Tutti elementi, questi ultimi, che Berger non riesce a rappresentare ed include non più di quanto strettamente necessario. Egli preferisce solo ed esclusivamente la parte più corporea e corporale, la materia ematica e organica in quella che possiamo soprannominare quasi una pornografia del dolore, il vacuo, futile ed artificioso spettacolo della morte, e rende pertanto il momento action il fulcro di tutta la sua costruzione, il momento catartico e liberatorio in cui portare alla massima potenza espressiva e segnica un pensiero già ampiamente e precedentemente comprovato e spolpato.
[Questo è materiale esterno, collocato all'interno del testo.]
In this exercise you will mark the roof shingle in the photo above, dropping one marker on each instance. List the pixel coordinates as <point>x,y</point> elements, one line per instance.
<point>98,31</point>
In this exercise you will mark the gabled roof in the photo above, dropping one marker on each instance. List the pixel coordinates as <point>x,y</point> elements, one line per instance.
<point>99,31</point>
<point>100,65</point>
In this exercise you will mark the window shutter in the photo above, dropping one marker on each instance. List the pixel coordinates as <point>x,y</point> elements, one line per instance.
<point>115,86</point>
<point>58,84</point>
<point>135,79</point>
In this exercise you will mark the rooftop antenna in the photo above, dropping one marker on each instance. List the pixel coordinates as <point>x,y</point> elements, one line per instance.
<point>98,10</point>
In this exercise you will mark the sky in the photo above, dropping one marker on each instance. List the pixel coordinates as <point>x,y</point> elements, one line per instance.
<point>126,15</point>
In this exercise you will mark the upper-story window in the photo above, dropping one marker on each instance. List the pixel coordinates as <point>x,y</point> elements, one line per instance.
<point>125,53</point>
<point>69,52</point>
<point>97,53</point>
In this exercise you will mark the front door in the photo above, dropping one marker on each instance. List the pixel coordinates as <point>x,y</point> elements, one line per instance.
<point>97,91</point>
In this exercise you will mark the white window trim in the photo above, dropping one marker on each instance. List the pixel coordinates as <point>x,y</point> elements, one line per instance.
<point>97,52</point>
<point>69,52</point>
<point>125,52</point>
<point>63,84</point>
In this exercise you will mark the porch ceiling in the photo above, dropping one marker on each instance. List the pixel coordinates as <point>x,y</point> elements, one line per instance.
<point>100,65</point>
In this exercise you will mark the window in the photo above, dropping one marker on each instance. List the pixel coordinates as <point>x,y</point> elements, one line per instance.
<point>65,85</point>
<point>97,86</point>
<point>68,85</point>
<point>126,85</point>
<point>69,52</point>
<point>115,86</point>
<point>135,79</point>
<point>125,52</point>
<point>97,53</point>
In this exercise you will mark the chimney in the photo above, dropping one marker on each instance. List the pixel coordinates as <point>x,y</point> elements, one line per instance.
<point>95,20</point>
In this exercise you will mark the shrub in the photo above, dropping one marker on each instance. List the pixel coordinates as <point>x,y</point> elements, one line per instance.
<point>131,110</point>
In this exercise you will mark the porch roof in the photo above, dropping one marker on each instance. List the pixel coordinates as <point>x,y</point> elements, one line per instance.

Affermare allora che ci sarebbe voluta una sensibilità, una sofisticatezza ed un intuito registico più affinato per portare su schermo una pietra miliare della letteratura come quella di Remarque è essere eufemistici. Dire invece che Niente di nuovo sul fronte occidentale non è altro che una pigra e magra sintesi del lato peggiore, più grezzo, coatto e volgare del war movie, in un continuo riciclo simile a quanto si faceva all’epoca con le uniformi dei soldati morti, è essere pure troppo clementi.